Let $\phi_k: \left({S_k, \circ_k}\right) \to \left({T_k, \ast_k}\right)$ be a homomorphism for each $k \in \left\{{1, 2, \ldots, n}\right\}$.

Then $\Phi_n$ is a homomorphism from $\left({\mathcal S_n, \circledcirc_n}\right)$ to $\left({\mathcal T_n, \circledast_n}\right)$.

## Proof

Proof by induction:

For all $n \in \N_{> 0}$, let $P \left({n}\right)$ be the proposition:

$\Phi_n: \left({\mathcal S_n, \circledcirc_n}\right) \to \left({\mathcal T_n, \circledast_n}\right)$ is a homomorphism.
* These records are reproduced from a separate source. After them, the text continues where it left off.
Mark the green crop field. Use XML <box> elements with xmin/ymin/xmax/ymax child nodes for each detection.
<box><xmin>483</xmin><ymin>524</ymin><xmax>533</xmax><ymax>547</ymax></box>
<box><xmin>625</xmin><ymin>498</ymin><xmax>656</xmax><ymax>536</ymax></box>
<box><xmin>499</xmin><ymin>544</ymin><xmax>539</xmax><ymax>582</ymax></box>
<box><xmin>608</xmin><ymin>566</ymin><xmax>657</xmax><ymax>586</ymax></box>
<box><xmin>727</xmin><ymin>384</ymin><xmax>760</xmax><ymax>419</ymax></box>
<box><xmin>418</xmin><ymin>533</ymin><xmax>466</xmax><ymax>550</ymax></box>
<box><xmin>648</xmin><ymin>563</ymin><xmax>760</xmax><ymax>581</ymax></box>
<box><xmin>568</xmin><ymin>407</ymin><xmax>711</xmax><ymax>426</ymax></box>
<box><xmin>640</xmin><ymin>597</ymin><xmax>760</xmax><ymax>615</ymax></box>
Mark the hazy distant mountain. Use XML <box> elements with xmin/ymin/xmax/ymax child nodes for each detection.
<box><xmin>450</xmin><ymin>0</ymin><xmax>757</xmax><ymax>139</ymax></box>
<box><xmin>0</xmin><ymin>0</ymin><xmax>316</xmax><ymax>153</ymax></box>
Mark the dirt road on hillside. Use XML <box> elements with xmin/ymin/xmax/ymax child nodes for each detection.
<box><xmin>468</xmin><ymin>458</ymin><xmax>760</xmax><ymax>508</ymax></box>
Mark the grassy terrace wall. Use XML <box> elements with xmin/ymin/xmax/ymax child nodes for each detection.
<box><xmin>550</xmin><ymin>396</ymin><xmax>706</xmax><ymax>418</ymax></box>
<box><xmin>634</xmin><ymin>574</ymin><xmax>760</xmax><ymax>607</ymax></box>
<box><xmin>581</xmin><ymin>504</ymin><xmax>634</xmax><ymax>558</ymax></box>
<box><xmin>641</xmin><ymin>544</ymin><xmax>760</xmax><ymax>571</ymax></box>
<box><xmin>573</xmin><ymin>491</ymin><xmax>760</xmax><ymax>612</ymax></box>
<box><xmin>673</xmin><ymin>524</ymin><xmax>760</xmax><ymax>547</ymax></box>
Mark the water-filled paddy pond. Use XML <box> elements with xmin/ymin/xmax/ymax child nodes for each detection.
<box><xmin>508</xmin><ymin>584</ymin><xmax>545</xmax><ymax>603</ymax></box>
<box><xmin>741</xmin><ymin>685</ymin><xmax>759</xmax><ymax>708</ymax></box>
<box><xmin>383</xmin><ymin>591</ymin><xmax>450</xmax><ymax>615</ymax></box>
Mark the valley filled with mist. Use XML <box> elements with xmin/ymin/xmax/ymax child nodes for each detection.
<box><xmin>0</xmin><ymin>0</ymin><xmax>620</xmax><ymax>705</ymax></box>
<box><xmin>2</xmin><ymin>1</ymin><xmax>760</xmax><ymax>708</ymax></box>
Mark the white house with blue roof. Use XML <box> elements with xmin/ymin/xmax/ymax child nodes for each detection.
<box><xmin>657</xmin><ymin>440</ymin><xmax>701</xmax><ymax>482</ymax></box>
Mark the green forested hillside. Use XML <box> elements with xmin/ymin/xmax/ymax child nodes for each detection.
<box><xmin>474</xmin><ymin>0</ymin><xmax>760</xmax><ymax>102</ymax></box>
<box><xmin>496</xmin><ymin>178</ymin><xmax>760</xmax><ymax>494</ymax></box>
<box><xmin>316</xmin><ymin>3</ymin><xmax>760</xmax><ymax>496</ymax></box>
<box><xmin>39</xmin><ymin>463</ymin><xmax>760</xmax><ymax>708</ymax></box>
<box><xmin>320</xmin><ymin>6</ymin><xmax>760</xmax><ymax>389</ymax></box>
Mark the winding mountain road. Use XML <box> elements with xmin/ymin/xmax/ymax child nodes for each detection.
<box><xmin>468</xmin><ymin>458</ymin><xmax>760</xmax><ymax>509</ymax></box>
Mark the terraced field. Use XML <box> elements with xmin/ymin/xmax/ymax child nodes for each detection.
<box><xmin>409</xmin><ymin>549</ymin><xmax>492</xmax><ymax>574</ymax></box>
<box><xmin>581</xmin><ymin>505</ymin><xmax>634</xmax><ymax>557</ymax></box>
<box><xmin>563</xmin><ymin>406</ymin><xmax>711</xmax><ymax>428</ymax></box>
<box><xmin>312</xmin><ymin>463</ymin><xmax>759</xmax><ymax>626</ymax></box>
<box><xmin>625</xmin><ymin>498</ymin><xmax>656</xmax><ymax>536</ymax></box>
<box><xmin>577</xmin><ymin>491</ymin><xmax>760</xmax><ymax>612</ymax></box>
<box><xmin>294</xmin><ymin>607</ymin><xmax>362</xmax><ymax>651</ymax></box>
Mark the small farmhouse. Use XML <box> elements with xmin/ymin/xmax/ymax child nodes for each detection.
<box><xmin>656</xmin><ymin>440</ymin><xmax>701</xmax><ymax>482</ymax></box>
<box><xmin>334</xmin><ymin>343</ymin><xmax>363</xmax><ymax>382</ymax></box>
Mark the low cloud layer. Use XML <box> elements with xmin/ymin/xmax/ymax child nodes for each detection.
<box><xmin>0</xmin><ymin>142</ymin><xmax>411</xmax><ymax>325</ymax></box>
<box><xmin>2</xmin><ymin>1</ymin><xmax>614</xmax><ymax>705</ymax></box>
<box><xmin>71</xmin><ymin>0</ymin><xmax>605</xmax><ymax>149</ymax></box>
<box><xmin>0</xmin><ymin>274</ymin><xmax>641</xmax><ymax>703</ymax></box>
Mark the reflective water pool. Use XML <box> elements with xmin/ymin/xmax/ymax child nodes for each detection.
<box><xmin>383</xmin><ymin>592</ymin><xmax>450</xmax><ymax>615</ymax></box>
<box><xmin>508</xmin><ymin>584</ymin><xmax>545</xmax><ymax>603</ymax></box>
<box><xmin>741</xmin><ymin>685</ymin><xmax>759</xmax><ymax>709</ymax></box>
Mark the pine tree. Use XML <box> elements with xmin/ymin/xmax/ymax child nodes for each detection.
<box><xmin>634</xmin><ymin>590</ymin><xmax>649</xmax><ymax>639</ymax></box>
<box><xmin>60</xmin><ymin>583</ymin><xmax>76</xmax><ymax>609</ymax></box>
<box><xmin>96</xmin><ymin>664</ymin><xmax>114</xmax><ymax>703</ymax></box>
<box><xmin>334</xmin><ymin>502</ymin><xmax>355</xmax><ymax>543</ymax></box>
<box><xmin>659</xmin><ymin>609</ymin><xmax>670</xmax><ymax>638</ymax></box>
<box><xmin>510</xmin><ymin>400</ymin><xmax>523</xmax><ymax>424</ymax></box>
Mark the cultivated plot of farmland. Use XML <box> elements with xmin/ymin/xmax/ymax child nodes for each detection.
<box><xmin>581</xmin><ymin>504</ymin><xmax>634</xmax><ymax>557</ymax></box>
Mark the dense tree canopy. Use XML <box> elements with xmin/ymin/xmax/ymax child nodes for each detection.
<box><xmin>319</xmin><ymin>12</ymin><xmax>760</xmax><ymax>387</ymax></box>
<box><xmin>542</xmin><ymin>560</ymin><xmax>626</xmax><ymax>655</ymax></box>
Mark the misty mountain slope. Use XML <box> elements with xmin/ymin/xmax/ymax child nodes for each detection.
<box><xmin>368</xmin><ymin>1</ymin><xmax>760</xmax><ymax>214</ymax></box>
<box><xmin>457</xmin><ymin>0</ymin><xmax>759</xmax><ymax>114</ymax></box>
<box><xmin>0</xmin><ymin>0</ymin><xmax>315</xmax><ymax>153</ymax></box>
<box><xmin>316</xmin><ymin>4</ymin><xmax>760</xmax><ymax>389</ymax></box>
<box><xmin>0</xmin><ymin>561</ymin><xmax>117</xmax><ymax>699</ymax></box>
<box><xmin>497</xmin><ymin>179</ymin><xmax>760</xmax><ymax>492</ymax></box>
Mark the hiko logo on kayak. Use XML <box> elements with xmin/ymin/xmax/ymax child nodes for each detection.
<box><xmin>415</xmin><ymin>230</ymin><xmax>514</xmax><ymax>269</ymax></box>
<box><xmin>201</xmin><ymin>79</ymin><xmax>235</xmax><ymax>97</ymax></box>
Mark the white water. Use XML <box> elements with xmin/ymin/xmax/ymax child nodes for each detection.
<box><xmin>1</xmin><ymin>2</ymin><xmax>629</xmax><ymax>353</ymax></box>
### Basis for the Induction

$P \left({1}\right)$ is true, as this just says:

$\Phi_1 = \phi_1: \left({S_1, \circ_1}\right) \to \left({T_1, \ast_1}\right)$ is a homomorphism

which holds by hypothesis.

$P \left({2}\right)$ is the case:

$\Phi_2 = \phi_1 \times \phi_2: \left({S_1 \times S_2, \circledcirc_2}\right) \to \left({T_1 \times T_2, \circledast_2}\right)$ is a homomorphism

which has been proved in Homomorphism of External Direct Products.

This is our basis for the induction.

### Induction Hypothesis

Now we need to show that, if $P \left({m}\right)$ is true, where $m \ge 2$, then it logically follows that $P \left({m+1}\right)$ is true.
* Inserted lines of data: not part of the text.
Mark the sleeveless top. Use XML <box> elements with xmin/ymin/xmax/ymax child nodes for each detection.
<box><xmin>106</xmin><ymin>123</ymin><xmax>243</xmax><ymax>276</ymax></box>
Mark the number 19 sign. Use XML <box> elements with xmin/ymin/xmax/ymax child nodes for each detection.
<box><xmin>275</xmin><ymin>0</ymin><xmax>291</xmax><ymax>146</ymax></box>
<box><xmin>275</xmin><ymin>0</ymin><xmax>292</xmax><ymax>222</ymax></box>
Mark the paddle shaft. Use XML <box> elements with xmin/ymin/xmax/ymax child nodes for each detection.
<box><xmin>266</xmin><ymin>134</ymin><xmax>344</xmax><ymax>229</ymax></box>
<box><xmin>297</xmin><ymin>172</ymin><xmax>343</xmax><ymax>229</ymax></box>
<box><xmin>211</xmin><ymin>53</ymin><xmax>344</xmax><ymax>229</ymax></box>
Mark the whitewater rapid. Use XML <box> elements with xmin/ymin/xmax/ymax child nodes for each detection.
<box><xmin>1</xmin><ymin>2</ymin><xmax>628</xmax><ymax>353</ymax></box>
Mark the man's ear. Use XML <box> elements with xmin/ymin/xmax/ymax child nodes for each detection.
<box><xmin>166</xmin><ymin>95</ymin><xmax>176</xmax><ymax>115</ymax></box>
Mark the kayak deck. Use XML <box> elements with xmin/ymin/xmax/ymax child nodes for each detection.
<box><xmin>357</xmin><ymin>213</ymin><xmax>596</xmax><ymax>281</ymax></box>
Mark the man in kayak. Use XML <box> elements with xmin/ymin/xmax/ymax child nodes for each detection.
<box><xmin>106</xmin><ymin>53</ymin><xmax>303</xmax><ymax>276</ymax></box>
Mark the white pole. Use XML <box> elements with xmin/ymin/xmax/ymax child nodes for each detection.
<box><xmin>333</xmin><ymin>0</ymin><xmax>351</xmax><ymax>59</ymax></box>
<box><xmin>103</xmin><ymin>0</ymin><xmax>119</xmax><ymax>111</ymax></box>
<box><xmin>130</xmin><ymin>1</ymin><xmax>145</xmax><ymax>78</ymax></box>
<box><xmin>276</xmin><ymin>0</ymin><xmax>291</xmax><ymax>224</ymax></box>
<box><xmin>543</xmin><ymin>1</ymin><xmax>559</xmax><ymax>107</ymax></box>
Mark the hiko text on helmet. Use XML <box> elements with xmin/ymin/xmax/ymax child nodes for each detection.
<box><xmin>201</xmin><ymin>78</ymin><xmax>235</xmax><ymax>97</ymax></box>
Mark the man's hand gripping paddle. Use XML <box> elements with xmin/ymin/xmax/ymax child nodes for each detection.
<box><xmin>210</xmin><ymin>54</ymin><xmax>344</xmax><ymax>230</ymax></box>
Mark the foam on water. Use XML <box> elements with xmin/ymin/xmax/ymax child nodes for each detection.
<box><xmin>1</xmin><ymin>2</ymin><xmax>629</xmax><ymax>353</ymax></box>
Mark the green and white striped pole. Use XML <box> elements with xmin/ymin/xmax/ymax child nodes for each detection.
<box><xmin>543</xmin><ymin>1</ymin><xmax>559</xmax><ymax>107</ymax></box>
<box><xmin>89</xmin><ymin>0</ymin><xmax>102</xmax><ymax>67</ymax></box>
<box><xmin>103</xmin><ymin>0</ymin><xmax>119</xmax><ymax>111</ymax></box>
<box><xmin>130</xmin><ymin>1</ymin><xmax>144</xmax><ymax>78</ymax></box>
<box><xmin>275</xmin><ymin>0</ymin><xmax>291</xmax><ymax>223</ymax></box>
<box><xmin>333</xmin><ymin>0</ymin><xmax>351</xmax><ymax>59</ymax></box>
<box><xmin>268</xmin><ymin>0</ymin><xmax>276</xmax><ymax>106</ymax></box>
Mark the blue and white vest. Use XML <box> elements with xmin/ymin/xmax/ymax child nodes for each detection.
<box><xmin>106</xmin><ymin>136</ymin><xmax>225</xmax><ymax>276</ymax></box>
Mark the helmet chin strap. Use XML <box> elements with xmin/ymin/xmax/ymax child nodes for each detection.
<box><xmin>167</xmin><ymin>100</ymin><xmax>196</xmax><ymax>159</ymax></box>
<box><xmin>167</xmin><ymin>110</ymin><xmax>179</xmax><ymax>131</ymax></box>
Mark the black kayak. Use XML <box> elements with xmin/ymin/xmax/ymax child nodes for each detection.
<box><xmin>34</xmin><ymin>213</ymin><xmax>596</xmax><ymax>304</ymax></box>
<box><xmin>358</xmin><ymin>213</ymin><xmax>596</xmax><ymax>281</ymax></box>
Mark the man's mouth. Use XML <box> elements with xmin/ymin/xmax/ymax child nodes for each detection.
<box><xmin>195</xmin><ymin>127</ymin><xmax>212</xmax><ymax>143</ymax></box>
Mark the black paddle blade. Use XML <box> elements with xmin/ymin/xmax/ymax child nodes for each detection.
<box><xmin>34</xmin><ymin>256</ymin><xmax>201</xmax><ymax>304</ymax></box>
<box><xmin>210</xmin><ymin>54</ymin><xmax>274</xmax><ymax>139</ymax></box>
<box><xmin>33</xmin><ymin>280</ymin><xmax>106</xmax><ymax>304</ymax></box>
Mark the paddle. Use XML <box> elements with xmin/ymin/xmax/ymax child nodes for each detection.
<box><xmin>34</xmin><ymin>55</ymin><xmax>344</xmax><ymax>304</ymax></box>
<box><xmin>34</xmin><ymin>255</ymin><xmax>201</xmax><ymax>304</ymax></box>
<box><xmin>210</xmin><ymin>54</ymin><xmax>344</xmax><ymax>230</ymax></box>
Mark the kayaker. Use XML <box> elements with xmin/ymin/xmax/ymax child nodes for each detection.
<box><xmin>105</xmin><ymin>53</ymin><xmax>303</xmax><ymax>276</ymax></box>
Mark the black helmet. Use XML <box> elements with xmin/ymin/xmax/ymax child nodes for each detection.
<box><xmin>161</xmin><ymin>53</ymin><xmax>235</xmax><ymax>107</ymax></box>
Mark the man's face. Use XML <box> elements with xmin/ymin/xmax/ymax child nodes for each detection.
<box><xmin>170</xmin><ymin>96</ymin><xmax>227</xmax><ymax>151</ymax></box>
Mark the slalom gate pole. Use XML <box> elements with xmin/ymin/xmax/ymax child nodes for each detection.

So this is our induction hypothesis:

$\Phi_m: \left({\mathcal S_m, \circledcirc_m}\right) \to \left({\mathcal T_m, \circledast_m}\right)$ is a homomorphism.

Then we need to show:

$\Phi_{m+1}: \left({\mathcal S_{m+1}, \circledcirc_{m+1}}\right) \to \left({\mathcal T_{m+1}, \circledast_{m+1}}\right)$ is a homomorphism.

### Induction Step

This is our induction step:

Let $\left({s_1, \ldots, s_{m+1}}\right)$ and $\left({t_1, \ldots, t_{m+1}}\right)$ be arbitrary elements of $\mathcal S_{m+1}$.
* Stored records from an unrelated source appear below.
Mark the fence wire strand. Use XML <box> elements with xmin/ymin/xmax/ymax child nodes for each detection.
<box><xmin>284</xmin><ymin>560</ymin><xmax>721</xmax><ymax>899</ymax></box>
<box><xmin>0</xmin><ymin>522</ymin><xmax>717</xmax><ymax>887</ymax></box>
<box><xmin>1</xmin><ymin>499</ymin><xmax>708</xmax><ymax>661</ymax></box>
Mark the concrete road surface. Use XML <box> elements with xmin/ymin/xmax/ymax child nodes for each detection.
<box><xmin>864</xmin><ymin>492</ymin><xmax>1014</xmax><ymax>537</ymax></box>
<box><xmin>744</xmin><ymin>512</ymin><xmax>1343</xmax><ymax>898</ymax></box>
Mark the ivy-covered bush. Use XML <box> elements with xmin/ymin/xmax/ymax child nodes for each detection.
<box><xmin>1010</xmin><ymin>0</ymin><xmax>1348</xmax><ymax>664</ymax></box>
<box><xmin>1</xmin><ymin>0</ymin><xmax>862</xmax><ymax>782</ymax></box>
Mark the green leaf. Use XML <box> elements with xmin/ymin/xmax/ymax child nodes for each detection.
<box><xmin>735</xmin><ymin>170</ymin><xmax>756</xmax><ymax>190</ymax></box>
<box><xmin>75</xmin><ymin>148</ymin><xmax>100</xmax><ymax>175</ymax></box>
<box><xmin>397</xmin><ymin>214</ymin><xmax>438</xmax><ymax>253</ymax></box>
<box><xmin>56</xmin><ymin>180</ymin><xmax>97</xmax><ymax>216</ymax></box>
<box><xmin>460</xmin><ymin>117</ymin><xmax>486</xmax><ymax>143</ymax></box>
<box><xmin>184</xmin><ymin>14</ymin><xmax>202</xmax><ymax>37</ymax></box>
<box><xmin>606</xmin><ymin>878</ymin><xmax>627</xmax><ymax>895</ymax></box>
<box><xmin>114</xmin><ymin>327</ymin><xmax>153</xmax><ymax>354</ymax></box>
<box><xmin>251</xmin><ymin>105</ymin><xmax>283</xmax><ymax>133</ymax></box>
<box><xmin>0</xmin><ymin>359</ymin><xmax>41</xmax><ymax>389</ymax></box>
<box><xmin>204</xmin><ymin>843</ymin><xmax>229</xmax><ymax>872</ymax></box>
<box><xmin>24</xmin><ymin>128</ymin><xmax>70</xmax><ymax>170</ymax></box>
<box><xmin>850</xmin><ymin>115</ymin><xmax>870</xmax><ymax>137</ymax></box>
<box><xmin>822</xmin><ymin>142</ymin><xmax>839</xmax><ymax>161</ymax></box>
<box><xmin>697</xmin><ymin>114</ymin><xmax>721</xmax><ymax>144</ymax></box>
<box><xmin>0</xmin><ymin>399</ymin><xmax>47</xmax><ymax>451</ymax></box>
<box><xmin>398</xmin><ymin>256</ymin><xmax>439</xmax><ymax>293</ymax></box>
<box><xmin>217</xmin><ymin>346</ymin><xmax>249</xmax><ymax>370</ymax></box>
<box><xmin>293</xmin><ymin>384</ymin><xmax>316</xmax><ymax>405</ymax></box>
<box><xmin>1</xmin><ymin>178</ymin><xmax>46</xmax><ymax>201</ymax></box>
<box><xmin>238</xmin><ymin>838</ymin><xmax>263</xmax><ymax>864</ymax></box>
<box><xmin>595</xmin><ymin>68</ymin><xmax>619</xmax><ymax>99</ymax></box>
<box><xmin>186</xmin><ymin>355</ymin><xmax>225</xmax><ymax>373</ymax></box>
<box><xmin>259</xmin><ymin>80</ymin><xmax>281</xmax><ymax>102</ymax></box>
 $\displaystyle$  $\displaystyle \Phi_{m+1} \left({\left({s_1, \ldots, s_{m+1} }\right) \circledcirc_{m+1} \left({t_1, \ldots, t_{m+1} }\right)}\right)$ $\displaystyle$ $=$ $\displaystyle \Phi_{m+1} \left({\left({\left({s_1, \ldots, s_m}\right), s_{m+1} }\right) \circledcirc_{m+1} \left({\left({t_1, \ldots, t_m}\right), t_{m+1} }\right)}\right)$ Definition of Cartesian Product $\displaystyle$ $=$ $\displaystyle \left({\Phi_m \left({\left({s_1, \ldots, s_m}\right) \circledcirc_m \left({t_1, \ldots, t_m}\right)}\right), s_{m+1} \circ_{m+1} t_{m+1} }\right)$ Definition of External Direct Product $\displaystyle$ $=$ $\displaystyle \left({\Phi_m \left({\left({s_1, \ldots, s_m}\right) \circledcirc_m \left({t_1, \ldots, t_m}\right)}\right), \phi_{m+1} \left({s_{m+1} }\right) \ast_{m+1} \phi_{m+1} \left({t_{m+1} }\right) }\right)$ $\phi_{m+1}$ is a Homomorphism $\displaystyle$ $=$ $\displaystyle \left({\Phi_m \left({s_1, \ldots, s_m}\right) \circledast_m \Phi_m \left({t_1, \ldots, t_m}\right), \phi_{m+1} \left({s_{m+1} }\right) \ast_{m+1} \phi_{m+1} \left({t_{m+1} }\right) }\right)$ Induction Hypothesis $\displaystyle$ $=$ $\displaystyle \Phi_{m+1} \left({s_1, \ldots, s_m, s_{m+1} }\right) \circledast_{m+1} \Phi_{m+1} \left({t_1, \ldots, t_m, t_{m+1} }\right)$ Definition of External Direct Product

So $P \left({m}\right) \implies P \left({m+1}\right)$ and the result follows by the Principle of Mathematical Induction.

Therefore:

$\forall n \in \N_{>0}: \Phi_n: \left({\mathcal S_n, \circledcirc_n}\right) \to \left({\mathcal T_n, \circledast_n}\right)$ is a homomorphism.